Boorman John: Le tailleur de Panama

Parti sur un sujet sérieux autour du canal de Panama, John Boorman change de cap et nous dirige vers une grosse farce avec les Etats-Unis en ligne de mire. Dommage que l’acteur principal n’ait pas compris le sens du film.

— Affiche —

Après avoir montré la guerre du doigt, défendu la cause amazonienne et le Robin des Bois moderne aux prises avec la justice anglaise, ce sont les services secrets anglais et les dirigeants américains qui sont épinglés à travers l’énorme farce qu’est „Le tailleur de Panama“. Il faut dire que John Boorman est un réalisateur qui peut être sérieux, aimant frapper là où l’on ne s’y attend jamais, démontrant ainsi qu’il y a toujours une part de vérité dans ses films. Alors prudence!

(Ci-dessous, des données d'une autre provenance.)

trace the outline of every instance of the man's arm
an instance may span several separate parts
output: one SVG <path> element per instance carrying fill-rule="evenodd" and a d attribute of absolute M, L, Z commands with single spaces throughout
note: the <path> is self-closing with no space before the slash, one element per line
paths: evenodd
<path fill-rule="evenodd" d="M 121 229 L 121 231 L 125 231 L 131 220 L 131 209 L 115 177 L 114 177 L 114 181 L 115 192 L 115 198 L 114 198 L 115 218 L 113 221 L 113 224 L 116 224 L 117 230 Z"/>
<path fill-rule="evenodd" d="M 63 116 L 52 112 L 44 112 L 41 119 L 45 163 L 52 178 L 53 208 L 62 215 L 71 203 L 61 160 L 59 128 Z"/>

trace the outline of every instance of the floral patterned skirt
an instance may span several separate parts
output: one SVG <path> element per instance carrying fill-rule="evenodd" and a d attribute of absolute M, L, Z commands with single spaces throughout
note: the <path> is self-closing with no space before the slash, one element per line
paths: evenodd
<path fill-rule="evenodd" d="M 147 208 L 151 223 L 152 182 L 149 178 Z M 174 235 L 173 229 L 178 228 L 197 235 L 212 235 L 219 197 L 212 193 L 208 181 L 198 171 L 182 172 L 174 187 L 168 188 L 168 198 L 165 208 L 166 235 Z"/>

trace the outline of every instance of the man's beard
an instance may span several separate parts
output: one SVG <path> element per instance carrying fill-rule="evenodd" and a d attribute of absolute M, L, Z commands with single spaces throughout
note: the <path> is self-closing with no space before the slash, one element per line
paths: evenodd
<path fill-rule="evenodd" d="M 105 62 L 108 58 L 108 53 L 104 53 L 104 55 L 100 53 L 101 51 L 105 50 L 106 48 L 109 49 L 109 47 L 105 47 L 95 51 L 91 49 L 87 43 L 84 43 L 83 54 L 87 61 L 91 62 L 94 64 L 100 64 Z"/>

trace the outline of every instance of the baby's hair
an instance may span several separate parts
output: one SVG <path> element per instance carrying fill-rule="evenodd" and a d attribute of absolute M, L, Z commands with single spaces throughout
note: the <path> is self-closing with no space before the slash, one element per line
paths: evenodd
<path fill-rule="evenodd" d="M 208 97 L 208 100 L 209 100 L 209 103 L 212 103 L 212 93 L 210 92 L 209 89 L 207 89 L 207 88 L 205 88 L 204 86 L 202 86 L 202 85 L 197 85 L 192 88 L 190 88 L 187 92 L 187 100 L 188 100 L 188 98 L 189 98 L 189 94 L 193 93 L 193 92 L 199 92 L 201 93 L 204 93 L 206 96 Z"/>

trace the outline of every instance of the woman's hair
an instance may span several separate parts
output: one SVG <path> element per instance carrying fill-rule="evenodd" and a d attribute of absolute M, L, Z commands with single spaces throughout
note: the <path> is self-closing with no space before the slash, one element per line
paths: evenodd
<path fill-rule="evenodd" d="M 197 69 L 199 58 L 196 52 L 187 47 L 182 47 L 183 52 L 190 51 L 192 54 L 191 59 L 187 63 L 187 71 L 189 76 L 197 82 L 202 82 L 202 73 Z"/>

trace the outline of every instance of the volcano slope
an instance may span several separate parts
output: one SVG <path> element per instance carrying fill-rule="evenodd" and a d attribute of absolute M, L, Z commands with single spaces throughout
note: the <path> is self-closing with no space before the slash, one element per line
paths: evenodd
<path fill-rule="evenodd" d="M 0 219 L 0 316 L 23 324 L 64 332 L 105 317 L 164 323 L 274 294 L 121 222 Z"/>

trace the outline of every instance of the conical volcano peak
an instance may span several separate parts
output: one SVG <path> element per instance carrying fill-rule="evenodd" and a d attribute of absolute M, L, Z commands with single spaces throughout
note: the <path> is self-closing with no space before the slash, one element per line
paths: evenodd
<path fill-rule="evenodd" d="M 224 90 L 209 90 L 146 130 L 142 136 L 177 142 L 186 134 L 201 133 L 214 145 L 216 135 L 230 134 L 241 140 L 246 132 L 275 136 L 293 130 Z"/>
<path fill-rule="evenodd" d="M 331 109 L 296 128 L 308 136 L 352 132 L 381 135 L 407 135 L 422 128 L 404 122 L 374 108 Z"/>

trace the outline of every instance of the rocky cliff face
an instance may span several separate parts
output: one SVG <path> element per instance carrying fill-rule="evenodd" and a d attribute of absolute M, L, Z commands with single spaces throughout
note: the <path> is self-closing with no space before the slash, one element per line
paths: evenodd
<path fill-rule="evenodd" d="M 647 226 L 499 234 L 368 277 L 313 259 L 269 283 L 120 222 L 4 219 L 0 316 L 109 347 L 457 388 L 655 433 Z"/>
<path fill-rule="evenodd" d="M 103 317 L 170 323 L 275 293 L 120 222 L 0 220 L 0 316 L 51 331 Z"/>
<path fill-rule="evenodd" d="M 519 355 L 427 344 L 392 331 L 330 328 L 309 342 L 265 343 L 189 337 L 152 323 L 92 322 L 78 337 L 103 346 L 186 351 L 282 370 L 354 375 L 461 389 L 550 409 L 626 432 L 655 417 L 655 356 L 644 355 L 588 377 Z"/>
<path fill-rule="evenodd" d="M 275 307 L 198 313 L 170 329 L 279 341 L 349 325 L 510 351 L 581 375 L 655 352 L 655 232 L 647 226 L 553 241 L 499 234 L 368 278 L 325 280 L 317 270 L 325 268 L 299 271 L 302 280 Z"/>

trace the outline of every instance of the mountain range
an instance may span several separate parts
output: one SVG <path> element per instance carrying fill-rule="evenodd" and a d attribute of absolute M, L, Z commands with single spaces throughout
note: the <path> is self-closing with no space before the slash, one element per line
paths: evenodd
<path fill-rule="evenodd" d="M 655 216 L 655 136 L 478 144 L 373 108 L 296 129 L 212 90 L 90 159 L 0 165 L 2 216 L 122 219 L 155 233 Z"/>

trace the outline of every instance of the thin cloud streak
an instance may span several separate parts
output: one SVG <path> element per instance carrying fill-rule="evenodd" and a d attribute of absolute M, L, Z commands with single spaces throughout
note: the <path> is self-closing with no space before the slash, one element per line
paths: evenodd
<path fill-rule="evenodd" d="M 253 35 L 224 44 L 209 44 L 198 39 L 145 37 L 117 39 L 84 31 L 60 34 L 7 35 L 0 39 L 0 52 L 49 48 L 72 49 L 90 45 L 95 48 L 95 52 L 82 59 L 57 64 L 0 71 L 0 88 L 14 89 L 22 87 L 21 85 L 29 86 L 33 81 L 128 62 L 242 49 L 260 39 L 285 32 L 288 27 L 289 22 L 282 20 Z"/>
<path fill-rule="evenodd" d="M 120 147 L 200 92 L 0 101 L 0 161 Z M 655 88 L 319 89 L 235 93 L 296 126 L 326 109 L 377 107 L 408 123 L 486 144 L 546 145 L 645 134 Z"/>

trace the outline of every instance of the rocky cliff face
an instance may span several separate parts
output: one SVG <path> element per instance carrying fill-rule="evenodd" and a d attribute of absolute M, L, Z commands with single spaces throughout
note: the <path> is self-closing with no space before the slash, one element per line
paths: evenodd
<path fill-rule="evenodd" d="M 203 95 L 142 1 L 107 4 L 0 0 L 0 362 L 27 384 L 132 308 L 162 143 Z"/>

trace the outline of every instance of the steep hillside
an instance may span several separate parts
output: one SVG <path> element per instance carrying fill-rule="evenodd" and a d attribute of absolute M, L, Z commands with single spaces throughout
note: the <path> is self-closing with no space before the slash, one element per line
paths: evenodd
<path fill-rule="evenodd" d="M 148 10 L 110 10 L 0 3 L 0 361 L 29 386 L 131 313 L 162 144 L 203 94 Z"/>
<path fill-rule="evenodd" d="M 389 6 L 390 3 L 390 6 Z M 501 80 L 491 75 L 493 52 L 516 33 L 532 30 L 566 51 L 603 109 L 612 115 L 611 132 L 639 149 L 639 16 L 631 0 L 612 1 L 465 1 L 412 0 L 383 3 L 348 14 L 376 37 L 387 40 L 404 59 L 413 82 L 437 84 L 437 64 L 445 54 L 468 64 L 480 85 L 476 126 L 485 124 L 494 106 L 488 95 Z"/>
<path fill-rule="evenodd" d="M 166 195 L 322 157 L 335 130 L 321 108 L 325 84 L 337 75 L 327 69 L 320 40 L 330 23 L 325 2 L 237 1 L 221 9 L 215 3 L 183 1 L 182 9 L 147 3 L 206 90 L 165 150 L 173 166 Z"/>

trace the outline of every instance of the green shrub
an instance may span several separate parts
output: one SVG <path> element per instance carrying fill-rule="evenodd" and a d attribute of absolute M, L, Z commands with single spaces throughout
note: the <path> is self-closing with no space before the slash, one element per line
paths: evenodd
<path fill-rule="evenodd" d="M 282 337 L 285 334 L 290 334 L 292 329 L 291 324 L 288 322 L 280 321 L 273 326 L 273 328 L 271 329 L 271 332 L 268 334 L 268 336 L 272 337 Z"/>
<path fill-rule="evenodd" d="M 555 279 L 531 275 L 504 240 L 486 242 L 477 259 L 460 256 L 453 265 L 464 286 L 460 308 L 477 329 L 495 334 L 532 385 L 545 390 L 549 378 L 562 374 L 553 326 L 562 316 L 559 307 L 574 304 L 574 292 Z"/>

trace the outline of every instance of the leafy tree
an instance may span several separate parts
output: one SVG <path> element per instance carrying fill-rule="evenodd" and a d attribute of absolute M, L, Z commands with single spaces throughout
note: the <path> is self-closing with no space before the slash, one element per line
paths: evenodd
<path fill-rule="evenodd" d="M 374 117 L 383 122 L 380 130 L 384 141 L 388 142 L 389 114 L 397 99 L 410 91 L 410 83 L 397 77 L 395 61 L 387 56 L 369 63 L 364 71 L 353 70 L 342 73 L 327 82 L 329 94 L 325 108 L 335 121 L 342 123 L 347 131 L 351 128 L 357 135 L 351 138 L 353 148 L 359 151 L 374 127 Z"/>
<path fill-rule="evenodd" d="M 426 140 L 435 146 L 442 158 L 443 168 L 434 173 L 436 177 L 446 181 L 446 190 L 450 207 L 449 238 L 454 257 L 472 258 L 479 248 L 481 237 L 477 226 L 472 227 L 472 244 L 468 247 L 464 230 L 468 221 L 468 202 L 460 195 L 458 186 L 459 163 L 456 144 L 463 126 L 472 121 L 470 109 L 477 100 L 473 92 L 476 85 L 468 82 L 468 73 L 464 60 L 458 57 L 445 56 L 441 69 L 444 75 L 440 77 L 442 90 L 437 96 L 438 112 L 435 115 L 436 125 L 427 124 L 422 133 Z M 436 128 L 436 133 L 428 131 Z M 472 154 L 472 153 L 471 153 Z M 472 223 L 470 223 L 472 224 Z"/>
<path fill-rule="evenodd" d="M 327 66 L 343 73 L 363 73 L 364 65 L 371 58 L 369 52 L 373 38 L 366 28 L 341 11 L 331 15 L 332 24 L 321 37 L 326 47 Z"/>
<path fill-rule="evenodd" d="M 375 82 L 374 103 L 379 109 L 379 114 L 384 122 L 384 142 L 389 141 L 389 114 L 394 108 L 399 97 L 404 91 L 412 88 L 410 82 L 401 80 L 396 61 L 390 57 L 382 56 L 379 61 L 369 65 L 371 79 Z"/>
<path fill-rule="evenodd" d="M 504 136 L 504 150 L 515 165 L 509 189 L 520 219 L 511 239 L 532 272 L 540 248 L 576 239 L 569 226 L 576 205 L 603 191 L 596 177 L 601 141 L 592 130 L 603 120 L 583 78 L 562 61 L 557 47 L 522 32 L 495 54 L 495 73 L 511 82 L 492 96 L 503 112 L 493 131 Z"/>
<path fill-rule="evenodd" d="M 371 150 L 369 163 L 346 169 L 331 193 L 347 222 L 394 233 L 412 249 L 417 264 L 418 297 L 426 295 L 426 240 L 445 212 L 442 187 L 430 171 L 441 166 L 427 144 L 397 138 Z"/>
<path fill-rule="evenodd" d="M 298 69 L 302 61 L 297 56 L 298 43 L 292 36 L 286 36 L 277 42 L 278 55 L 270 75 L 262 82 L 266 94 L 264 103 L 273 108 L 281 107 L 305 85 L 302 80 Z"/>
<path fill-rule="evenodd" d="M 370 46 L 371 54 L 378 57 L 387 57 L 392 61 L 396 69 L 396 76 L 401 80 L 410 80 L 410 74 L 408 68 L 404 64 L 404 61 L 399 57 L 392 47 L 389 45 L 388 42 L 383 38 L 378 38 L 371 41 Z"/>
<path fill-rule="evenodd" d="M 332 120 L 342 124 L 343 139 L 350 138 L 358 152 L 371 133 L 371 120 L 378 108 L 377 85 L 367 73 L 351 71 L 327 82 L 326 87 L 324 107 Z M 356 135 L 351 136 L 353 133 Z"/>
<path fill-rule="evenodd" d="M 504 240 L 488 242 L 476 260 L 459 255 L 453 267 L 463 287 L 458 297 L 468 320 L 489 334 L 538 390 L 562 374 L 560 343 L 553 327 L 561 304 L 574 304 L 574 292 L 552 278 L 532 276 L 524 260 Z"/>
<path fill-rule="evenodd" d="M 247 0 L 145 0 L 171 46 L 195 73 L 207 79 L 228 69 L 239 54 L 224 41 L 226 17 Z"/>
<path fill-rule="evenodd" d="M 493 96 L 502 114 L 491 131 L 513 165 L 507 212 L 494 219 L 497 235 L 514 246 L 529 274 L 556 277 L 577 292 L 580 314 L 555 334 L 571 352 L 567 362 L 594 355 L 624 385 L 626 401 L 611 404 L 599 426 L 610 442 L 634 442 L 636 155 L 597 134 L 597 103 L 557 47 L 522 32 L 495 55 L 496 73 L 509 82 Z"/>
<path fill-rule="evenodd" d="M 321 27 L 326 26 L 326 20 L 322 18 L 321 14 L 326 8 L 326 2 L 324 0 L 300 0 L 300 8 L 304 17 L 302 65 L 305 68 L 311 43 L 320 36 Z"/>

Au départ, on a l’impression qu’il s’agit d’un simple film d’espionnage avec du suspens, des effets spéciaux, une héroïne belle à en mourir et un happy end à faire pleurer les plus sensibles. Mais plus le temps passe, plus on se demande où il nous emmène. Jusqu’au moment où l’évidence est là: „Le tailleur de Panama“ est une blague où le sérieux ne fait pas partie du casting. Une découverte évidente pour autant que l’on puisse déceler l’humour au second degré, car si on se réfère au jeu de Pierce Brosnan, on n’est pas sorti de l’auberge.

Pas de farce sans dindon

Homme fatal, imbu de sa personne, ayant à l’égard des femmes autant de considération qu’un boucher devant un quartier de viande, Pierce Brosnan est la seule tache au tableau que John Boorman vient de nous peindre. Pas encore remis de ses prestations en agent 007, il confond le plateau de John Boorman avec celui de James Bond, gadgets en moins. John Boorman a beau nous présenter une œuvre soignée aussi bien au niveau de la mise en scène qu’au niveau de l’information sur le canal de Panama sans oublier les images, il n’y a rien à faire, Pierce Brosnan ne passe pas. En revanche, toutes les scènes avec Geoffrey Rush, oscarisé pour son rôle dans „Shine“, sont magiques, tant son interprétation est une pure merveille. Durant tout le film, il reste humble et naturel à l’inverse de Pierce Brosnan qui regarde ses partenaires d’un air suffisant, rappelant que la star c’est lui ! Sans Geoffrey Rush et Jamie Lee Curtis, le film de John Boorman aurait été à l’image de Pierce Brosnan: infecte.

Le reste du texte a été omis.